Using 0.14.0. pandas.io.parsers.read_csv
is supposed to ignore blank-looking values if na_filter=False
, but it does not do this for index_col
columns.
foo.csv:
fruit,size,sugar
apples,medium,2
pear,medium,3
grape,small,4
durian,,1
The default behavior gives a dataframe with a NaN in place of the empty value from this last row:
df = pd.io.parsers.read_csv("foo.csv")
This gives the same dataframe with a blank string instead of a NaN. So far so good:
df = pd.io.parsers.read_csv("foo.csv", na_filter=False)
My expectation was that this next version would give a dataframe with no NaN values in the index, but it does not:
df = pd.io.parsers.read_csv("foo.csv", index_col=['fruit','size'], na_filter=False)
print df
=> sugar
fruit size
apples medium 2
pear medium 3
grape small 4
durian NaN 1
Because it unexpectedly includes NaNs, I've been fighting with issue 4862 in unstack
for hours :-(.
In order to get the desired behavior, a DF with no NaNs in the index, I have to read the data without a multi-index, then set_index
afterwards:
df = pd.io.parsers.read_csv("foo.csv", na_filter=False)

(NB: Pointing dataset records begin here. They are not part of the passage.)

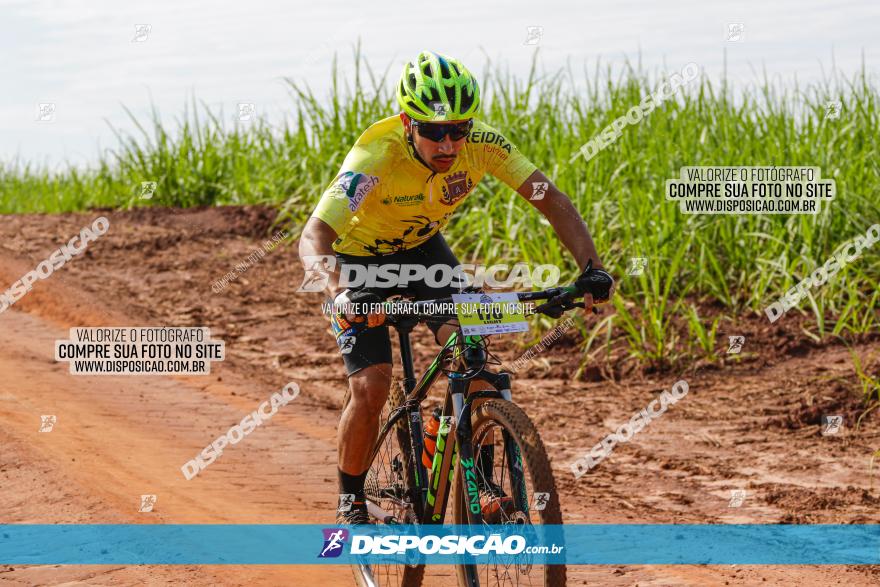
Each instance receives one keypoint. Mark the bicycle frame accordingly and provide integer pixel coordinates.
(431, 494)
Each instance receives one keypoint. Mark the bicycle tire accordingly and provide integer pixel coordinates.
(412, 576)
(522, 431)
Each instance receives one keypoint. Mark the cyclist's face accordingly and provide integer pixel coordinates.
(439, 156)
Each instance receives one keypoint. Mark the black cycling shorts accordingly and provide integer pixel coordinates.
(373, 345)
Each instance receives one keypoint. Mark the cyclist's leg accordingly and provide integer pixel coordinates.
(367, 357)
(359, 423)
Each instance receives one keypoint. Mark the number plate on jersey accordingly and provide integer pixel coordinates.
(497, 313)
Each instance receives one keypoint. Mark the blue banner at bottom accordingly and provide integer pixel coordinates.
(579, 544)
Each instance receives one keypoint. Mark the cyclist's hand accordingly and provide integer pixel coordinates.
(597, 284)
(355, 307)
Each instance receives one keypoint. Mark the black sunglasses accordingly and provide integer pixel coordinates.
(436, 132)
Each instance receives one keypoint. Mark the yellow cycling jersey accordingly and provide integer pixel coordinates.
(384, 200)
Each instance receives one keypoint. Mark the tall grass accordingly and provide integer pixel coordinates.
(741, 262)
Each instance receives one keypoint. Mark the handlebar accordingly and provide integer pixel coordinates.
(559, 300)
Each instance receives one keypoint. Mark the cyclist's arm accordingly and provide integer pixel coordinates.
(564, 218)
(317, 239)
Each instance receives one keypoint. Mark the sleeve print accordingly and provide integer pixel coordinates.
(501, 158)
(343, 198)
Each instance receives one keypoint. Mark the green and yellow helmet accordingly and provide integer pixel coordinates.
(434, 87)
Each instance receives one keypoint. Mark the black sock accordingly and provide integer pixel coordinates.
(352, 484)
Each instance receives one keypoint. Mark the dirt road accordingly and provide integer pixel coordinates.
(753, 425)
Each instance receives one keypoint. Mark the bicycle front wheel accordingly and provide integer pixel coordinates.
(391, 486)
(510, 457)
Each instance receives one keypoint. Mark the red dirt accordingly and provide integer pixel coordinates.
(752, 423)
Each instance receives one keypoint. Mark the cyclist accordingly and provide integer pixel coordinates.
(397, 188)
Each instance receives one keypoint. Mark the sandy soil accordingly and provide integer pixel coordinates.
(753, 424)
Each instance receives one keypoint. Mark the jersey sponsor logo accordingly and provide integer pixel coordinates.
(412, 200)
(458, 185)
(356, 186)
(489, 138)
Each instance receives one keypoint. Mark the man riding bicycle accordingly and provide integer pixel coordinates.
(397, 188)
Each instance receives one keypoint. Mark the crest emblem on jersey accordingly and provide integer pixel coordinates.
(457, 186)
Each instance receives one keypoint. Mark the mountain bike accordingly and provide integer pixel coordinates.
(483, 437)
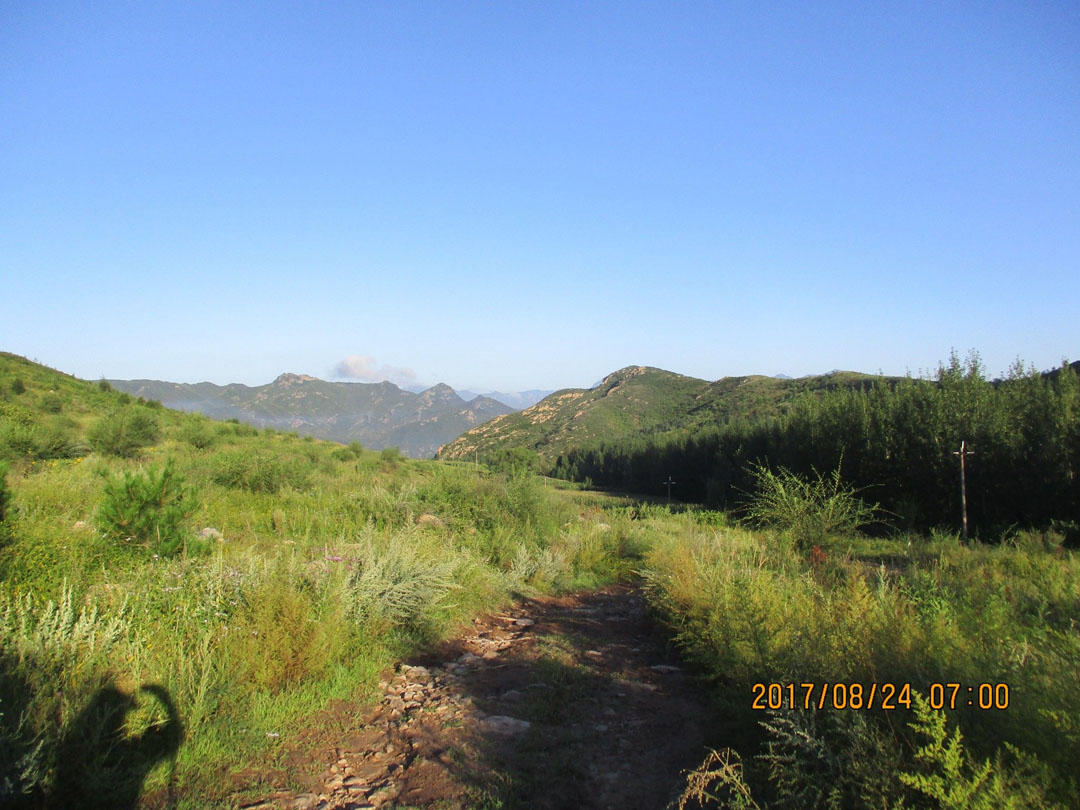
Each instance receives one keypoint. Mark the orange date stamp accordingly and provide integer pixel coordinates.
(887, 697)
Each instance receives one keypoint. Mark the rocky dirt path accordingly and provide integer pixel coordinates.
(561, 702)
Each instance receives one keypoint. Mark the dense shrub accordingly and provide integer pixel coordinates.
(5, 503)
(52, 403)
(198, 432)
(281, 638)
(258, 472)
(147, 508)
(124, 432)
(810, 509)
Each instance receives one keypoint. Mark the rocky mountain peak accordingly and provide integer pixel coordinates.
(294, 379)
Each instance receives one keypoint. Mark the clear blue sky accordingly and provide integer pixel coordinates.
(531, 194)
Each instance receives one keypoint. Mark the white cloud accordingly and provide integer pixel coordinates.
(364, 368)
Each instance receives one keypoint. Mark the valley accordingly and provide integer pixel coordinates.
(204, 613)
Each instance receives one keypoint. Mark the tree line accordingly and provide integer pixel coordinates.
(896, 439)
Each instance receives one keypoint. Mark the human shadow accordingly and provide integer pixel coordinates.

df.set_index(['fruit','size'])
As a temporary fix, perhaps the documentation ought to clarify the behavior of na_filter
with respect to index_col
.
Comment From: jreback
I'll mark it as a bug, but the 2nd soln looks fine to me. Trying to have the parser do too much is in general a problem IMHO.
Comment From: dlenski
@jreback, the parser already knows how to distinguish NaNs, or not to distinguish them, right? Isn't that what na_filter
is for?
The obvious user expectation is that index_col
should have the same effect as calling set_index
afterwards. The fact that it interacts with the behavior of na_filter
is both surprising (at odds with the reasonable expected behavior) and unmentioned in the docs.
Comment From: jreback
I marked it as a bug. You are welcome to do a pull-request. My point was that their are close to 50 options for the parser, so their are obviously some untested paths.
Comment From: tommycarstensen
This bug has been fixed and the issue can be closed.
Comment From: jreback
@gfyoung do we have a test for this?
Comment From: gfyoung
This is a dupe of #5239. Closed by #18127 (so yes, there is a test).